We are very fortunate to now have so many fine recordings of the influential and monumental Nielsen clarinet concerto available. I count fully nineteen now in print and obtainable, though I have to admit that the recording on the Caprice label on a CD called “Nordic Clarinet Concertos” by Karin Dornbusch and also Stanley Drucker’s wonderful classic issue with Bernstein on Sony stand heads and tails above all the rest. Sabine Meyer, in a review by me recently on this site also scores high in this work, Sir Simon Rattle’s not-quite-up-to-par understanding of the piece the only detriment. But then comes along this fabulous performance by Swedish player Martin Frost, and he easily adds a third to my top two.
Forget the fact that his technical bedazzlement sweeps the field with ease; and forget that the Lahti Symphony under Minnesota Orchestra director Osmo Vanska plays this music with authority and passion; others have done the same. But couple it with sensational sound such as this warhorse has never received, clarity, a rich audio spectrum, and phenomenal dynamic range and warmth that could melt butter when needed, with the collective total mastery of this score and you have a recording for the ages. I read in another review that there is not enough combativeness in some of the snare drum passages, but this is nonsense, and surely a misunderstanding as to what Nielsen does with the snare drum in his music. It is to add a dimension of tension and rhythm, not a call to war, and on this recording everything is just fine. Will I give up Drucker and Dornbusch? Never!

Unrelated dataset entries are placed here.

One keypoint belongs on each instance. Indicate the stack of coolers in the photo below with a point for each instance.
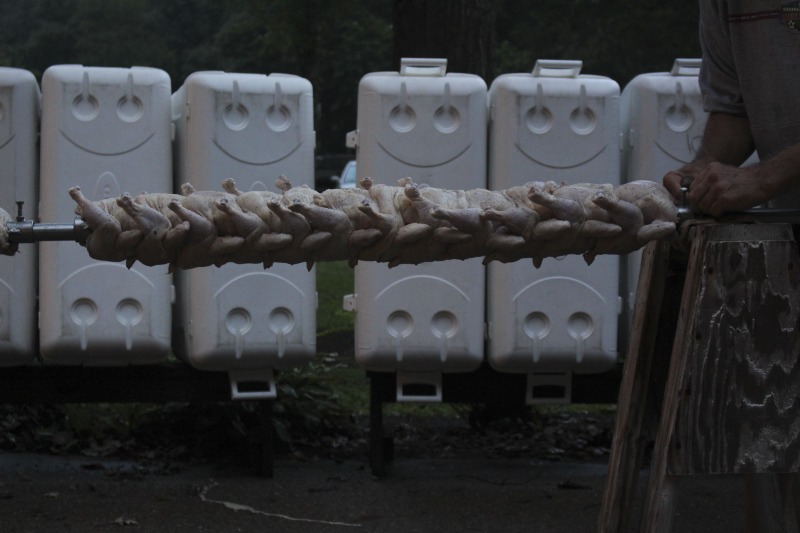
(108, 131)
(421, 320)
(662, 127)
(19, 155)
(553, 124)
(244, 319)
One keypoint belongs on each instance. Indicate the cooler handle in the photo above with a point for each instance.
(423, 66)
(252, 384)
(557, 68)
(686, 67)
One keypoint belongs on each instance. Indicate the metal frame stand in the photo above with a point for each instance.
(484, 385)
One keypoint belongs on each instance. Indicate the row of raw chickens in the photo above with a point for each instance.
(404, 224)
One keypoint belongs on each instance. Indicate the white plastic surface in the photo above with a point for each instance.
(662, 123)
(429, 125)
(560, 126)
(19, 156)
(253, 128)
(107, 130)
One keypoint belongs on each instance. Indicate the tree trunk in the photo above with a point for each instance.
(461, 31)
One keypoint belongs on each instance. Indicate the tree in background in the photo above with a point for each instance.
(333, 43)
(462, 31)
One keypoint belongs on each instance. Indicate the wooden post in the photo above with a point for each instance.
(627, 446)
(732, 400)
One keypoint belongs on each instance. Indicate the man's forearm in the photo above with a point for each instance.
(726, 139)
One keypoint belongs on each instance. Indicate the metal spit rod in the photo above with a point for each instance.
(27, 231)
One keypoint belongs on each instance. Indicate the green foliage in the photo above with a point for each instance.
(308, 411)
(333, 44)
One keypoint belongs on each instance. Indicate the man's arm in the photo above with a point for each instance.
(726, 140)
(719, 184)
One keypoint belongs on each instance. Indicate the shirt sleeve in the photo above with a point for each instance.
(719, 81)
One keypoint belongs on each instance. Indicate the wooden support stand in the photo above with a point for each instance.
(731, 402)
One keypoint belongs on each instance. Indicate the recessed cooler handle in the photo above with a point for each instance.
(686, 67)
(423, 66)
(252, 384)
(556, 68)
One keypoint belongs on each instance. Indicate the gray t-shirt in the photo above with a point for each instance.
(751, 67)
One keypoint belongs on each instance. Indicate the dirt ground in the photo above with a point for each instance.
(505, 474)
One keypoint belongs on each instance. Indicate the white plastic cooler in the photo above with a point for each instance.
(662, 125)
(19, 127)
(107, 130)
(420, 321)
(241, 318)
(553, 124)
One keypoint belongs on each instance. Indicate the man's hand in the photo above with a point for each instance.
(719, 188)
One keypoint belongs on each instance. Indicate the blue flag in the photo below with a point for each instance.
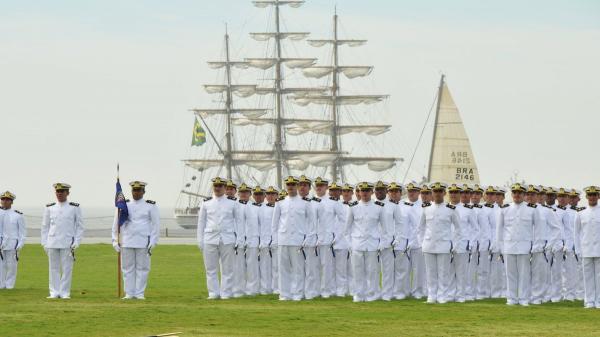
(121, 204)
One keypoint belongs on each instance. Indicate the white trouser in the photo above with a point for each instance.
(60, 263)
(366, 275)
(219, 258)
(239, 272)
(291, 273)
(518, 275)
(569, 276)
(135, 263)
(401, 275)
(342, 261)
(312, 282)
(497, 276)
(386, 261)
(459, 270)
(482, 290)
(275, 268)
(555, 289)
(265, 263)
(417, 267)
(539, 278)
(437, 268)
(252, 276)
(9, 274)
(327, 270)
(591, 281)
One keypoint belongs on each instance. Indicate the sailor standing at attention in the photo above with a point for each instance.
(61, 233)
(139, 235)
(216, 238)
(587, 246)
(12, 239)
(293, 221)
(366, 225)
(515, 234)
(436, 234)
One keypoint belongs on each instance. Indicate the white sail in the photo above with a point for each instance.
(452, 159)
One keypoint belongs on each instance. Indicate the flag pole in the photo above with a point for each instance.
(119, 276)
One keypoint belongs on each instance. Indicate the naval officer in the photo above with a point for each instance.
(61, 233)
(139, 235)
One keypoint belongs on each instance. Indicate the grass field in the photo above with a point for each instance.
(176, 301)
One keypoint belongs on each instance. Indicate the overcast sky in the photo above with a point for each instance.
(84, 84)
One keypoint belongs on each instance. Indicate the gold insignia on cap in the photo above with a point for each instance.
(61, 186)
(8, 195)
(335, 186)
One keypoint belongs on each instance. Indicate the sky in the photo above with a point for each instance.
(87, 84)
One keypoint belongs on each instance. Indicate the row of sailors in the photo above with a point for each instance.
(302, 247)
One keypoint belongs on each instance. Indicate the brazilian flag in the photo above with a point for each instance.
(198, 134)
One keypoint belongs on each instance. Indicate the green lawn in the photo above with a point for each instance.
(176, 301)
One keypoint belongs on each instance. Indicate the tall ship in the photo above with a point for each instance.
(281, 114)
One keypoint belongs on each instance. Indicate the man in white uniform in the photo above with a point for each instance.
(12, 239)
(439, 224)
(61, 233)
(216, 238)
(587, 246)
(293, 221)
(139, 235)
(366, 224)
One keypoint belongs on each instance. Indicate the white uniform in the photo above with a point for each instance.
(417, 260)
(293, 221)
(216, 237)
(12, 239)
(436, 233)
(461, 271)
(366, 224)
(139, 235)
(61, 233)
(387, 261)
(515, 234)
(587, 246)
(265, 253)
(328, 211)
(341, 247)
(403, 232)
(487, 223)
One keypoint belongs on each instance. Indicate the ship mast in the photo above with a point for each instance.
(437, 114)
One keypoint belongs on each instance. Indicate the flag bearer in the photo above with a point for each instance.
(12, 239)
(61, 233)
(139, 235)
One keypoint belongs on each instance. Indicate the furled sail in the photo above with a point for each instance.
(452, 159)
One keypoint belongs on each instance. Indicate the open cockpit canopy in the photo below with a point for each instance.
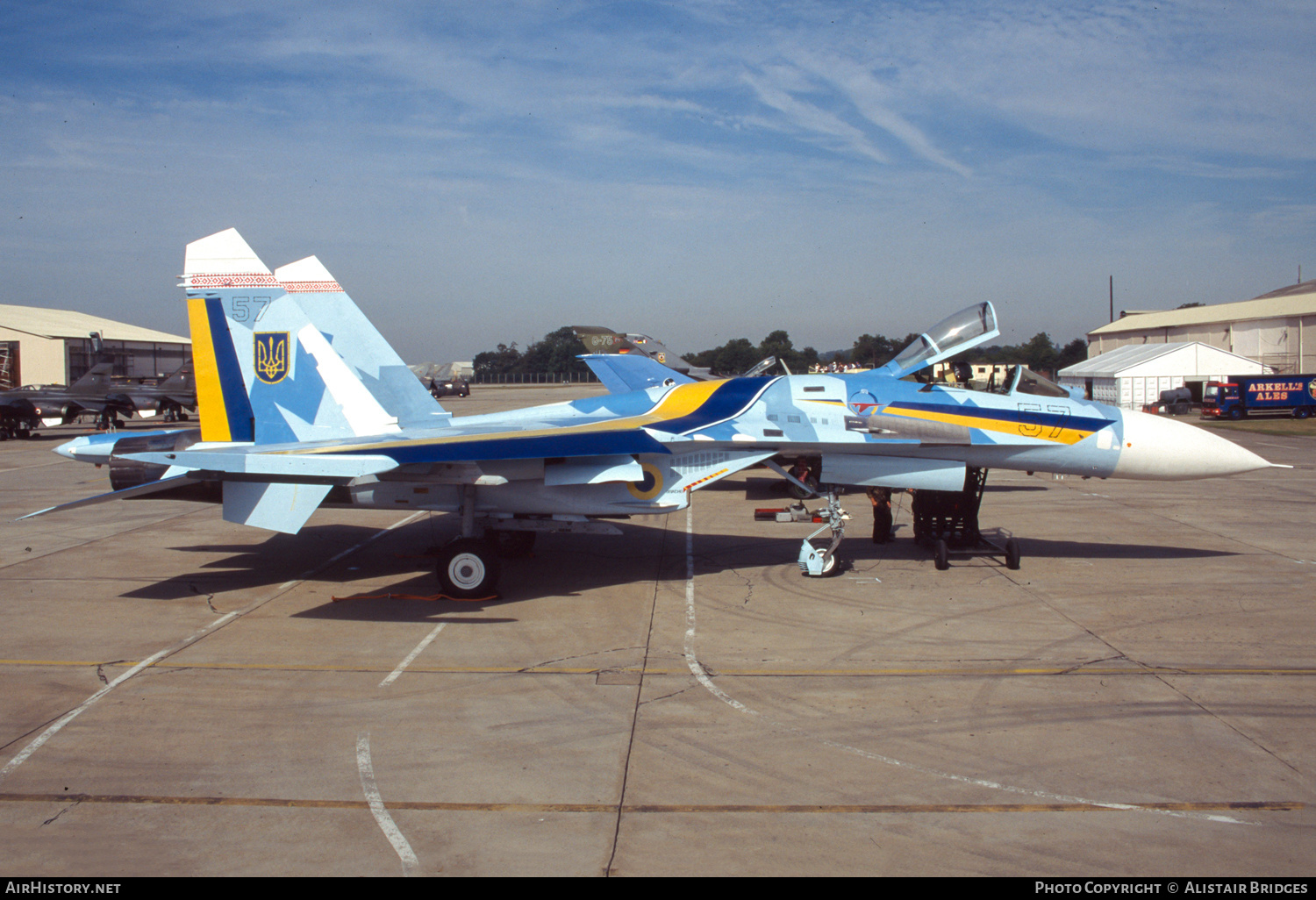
(953, 334)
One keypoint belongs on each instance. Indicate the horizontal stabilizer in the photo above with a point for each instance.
(149, 487)
(594, 470)
(274, 507)
(626, 373)
(329, 468)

But read on, and you will see an even greater reason to acquire this disc with some haste.
Kalevi Aho is a composer that I have been following for years and years, ever since I first heard a Rondo for piano played by him on the late Karl Haas’s radio program Adventures in Good Music. I was stunned by the invention and energy in this work, a rolling eight minutes of high octane that left me breathless. In the intervening years (Aho is now 58, if you can believe it), I have sometimes seen the promise of those early years materialize, and other times not—most often, yes. Here, definitely. This is a concerto that is destined to take its place alongside the Nielsen, and, yes, it is that good. Aho’s music always makes sense. You might not always like what he does with his melodies or sometimes strange and exotic ways with harmony, but you nearly always comprehend what he has done. In this work he falls back into a more traditionalist manner, and the work is full of cordial, gorgeous melodic segments, along with some of the more virtuoso elements (the whole second movement is a cadenza) and some fearlessly dramatic music that alternately has your spirit soaring and reflecting nostalgically. It is a superb composition that needs to be heard by every serious music lover worthy of the name, and I can recommend this excellent recording as easily one of the best we shall hear in 2008.